I am a novice programmer in python. I am having troubles trying to extract the text of a series of tweets with tweepy
and saving it to a text file (I ommit the authentication and stuff)
search = api.search("hello", count=10)
textlist=[]
for i in range(0,len(search)):
textlist.append( search[i].text.replace('\n', '' ) )
f = open('temp.txt', 'w')
for i in range(0,len(idlist)):
f.write(textlist[i].encode('utf-8') + '\n')
But in some long tweets the text at the end is truncated, and a three dot character "..." appears at the end of each string, so sometimes I lose links or hashtags. How can I avoid this?

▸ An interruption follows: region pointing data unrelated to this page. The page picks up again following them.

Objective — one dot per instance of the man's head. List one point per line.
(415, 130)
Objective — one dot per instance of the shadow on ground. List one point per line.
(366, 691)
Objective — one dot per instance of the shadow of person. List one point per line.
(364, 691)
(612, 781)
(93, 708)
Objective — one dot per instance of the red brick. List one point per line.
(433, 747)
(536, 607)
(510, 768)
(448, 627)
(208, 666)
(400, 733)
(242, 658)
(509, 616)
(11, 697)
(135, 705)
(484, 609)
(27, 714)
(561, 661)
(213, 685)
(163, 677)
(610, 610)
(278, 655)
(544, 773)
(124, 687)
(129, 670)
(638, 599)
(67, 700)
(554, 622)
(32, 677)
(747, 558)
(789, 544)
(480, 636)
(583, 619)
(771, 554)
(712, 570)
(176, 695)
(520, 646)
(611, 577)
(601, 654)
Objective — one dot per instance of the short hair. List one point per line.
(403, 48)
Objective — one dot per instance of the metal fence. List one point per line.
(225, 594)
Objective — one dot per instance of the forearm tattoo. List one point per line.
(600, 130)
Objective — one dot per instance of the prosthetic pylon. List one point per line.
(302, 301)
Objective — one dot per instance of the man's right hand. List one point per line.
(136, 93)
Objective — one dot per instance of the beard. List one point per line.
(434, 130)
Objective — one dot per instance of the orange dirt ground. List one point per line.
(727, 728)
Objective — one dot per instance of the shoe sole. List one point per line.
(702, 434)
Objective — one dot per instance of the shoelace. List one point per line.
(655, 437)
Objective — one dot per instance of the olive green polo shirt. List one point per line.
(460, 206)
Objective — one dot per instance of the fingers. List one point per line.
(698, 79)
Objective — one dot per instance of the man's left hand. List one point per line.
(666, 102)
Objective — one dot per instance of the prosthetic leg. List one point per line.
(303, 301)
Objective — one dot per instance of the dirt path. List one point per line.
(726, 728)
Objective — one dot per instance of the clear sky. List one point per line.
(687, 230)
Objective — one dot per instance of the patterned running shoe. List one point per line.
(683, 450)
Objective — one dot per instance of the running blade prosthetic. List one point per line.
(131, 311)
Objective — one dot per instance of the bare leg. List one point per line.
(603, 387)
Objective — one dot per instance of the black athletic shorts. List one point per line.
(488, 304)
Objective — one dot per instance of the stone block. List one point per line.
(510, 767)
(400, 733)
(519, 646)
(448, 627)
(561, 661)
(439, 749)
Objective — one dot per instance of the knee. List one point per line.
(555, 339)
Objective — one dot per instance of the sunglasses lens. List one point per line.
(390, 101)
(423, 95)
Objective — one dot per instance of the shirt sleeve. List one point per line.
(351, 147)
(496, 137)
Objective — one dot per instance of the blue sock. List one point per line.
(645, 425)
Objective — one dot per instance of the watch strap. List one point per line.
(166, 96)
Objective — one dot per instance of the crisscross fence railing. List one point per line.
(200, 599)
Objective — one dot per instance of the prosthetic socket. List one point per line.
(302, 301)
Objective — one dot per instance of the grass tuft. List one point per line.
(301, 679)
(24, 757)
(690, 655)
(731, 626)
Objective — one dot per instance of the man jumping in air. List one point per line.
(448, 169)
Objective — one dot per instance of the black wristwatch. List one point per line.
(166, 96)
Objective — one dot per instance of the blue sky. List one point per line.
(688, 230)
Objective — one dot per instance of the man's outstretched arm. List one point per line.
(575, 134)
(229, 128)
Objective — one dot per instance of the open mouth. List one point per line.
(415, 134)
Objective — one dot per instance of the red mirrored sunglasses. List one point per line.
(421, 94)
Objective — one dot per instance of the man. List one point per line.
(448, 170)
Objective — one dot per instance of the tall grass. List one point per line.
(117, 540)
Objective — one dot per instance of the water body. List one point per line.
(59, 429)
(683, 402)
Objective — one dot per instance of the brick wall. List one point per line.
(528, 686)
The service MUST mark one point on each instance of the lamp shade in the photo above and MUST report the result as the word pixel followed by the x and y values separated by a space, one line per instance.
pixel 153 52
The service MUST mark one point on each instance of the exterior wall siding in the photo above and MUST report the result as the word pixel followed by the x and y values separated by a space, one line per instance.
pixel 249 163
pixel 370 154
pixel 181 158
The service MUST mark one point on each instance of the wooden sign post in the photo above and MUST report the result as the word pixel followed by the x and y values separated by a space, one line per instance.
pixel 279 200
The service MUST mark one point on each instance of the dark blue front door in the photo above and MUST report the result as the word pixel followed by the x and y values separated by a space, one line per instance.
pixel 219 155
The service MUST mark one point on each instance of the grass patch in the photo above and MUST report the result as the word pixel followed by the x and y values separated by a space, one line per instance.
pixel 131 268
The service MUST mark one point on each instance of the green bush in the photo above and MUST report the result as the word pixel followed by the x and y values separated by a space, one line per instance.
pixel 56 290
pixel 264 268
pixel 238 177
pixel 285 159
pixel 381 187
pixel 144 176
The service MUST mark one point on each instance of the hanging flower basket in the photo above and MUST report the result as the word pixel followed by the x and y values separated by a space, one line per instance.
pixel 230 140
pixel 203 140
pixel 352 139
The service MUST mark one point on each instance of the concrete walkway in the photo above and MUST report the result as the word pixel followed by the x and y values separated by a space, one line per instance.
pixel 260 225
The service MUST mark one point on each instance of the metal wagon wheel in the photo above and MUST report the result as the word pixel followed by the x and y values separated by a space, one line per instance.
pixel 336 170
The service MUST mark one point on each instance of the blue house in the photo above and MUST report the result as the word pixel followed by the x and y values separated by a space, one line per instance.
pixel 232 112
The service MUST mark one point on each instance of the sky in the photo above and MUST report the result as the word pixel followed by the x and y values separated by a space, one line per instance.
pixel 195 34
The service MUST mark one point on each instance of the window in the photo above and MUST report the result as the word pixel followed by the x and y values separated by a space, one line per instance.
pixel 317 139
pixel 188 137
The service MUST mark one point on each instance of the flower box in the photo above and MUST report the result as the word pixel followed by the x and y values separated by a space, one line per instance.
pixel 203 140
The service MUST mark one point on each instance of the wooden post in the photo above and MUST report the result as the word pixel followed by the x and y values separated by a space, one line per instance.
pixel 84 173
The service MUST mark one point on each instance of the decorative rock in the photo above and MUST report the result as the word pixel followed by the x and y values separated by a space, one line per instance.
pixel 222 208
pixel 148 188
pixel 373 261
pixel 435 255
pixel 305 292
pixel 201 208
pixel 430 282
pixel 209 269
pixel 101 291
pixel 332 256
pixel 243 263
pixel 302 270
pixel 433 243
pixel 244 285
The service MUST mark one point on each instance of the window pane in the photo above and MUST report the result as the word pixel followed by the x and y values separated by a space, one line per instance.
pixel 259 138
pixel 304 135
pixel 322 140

This is default behaviourfor retweets. You can access the full text under the retweeted_status
object.
Twitter API entities section about the change:
https://dev.twitter.com/overview/api/entities-in-twitter-objects#retweets
Twitter API documentation (look for "truncated")
https://dev.twitter.com/overview/api/tweets
With tweepy, you can get the full text using tweet_mode='extended'
(not documented in the Tweepy doc). For instance:
(not extended)
print api.get_status('862328512405004288')._json['text']
@tousuncotefoot @equipedefrance @CreditAgricole @AntoGriezmann @KMbappe @layvinkurzawa @UmtitiSam J'ai jamais vue d… https://tco/kALZ2ki9Vc
(extended)
print api.get_status('862328512405004288', tweet_mode='extended')._json['full_text']
@tousuncotefoot @equipedefrance @CreditAgricole @AntoGriezmann @KMbappe @layvinkurzawa @UmtitiSam J'ai jamais vue de match de foot et cela ferait un beau cadeau pour mon copain !!